Once such a standard gets established somewhere, it will be widely adopted elsewhere; that will then lead eventually to a more stable composite standard being defined and adopted.
A state can then encourage municipal governments or private businesses enterprises within the state to issue, individually or collectively, their own credit vouchers denominated in terms of said silver dollar units by spending them into circulation as partial or full payment to suppliers of material inputs to production and to employees and other service providers. Those vouchers can then circulate as money to settle obligations of other actors in the economy. The state government could accept said vouchers, in whole or in part, as payment for taxes, fees, and other obligations due to the state government or the state government might even consider issuing its own modified Tax anticipation warrants (TAWs) in the form of paper notes, ledger entries, or digital tokens denominated in terms of said silver dollar units.
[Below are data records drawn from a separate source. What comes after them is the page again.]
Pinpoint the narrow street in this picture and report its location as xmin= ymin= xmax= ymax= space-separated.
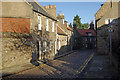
xmin=1 ymin=1 xmax=120 ymax=79
xmin=5 ymin=50 xmax=95 ymax=78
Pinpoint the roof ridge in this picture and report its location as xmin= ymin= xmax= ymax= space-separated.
xmin=35 ymin=1 xmax=57 ymax=20
xmin=24 ymin=0 xmax=33 ymax=8
xmin=77 ymin=29 xmax=96 ymax=36
xmin=26 ymin=0 xmax=56 ymax=21
xmin=34 ymin=0 xmax=48 ymax=14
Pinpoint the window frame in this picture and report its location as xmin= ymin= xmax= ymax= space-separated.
xmin=90 ymin=38 xmax=92 ymax=42
xmin=86 ymin=44 xmax=88 ymax=48
xmin=49 ymin=41 xmax=52 ymax=51
xmin=38 ymin=15 xmax=41 ymax=30
xmin=46 ymin=19 xmax=49 ymax=31
xmin=39 ymin=41 xmax=42 ymax=59
xmin=88 ymin=33 xmax=92 ymax=36
xmin=52 ymin=21 xmax=54 ymax=32
xmin=43 ymin=41 xmax=46 ymax=52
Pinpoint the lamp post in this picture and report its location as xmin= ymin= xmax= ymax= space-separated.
xmin=108 ymin=24 xmax=113 ymax=65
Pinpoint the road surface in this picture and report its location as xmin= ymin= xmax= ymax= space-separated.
xmin=4 ymin=50 xmax=95 ymax=78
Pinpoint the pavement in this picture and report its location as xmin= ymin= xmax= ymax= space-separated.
xmin=81 ymin=54 xmax=120 ymax=79
xmin=1 ymin=50 xmax=74 ymax=78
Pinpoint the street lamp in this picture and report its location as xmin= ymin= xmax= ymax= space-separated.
xmin=108 ymin=24 xmax=113 ymax=65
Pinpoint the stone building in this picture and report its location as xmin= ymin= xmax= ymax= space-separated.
xmin=73 ymin=19 xmax=96 ymax=50
xmin=57 ymin=25 xmax=68 ymax=55
xmin=56 ymin=14 xmax=73 ymax=55
xmin=1 ymin=0 xmax=57 ymax=69
xmin=73 ymin=28 xmax=96 ymax=50
xmin=95 ymin=0 xmax=120 ymax=70
xmin=67 ymin=25 xmax=73 ymax=50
People will accept these modified TAW and use them to pay one another because the warrants can be used to pay taxes and fees that are due to the issuing State government, or to pay private vendors of goods and services. When the government eventually accepts them back as payment for taxes and fees, the warrants are retired. In the interim period between their issuance and their retirement, the warrants can circulate throughout the region as an independent means of payment among the population. As the TAW mature/expire, new series of TAW may be issued in amounts that are not excessive in relation to anticipated revenues.
As the people at large come to better understand and trust the validity and benefits of these payment media, they will increasingly use them in place of national fiat currencies in business dealing within the region, and in doing so will achieve a greater measure of local self-reliance and control over their own affairs.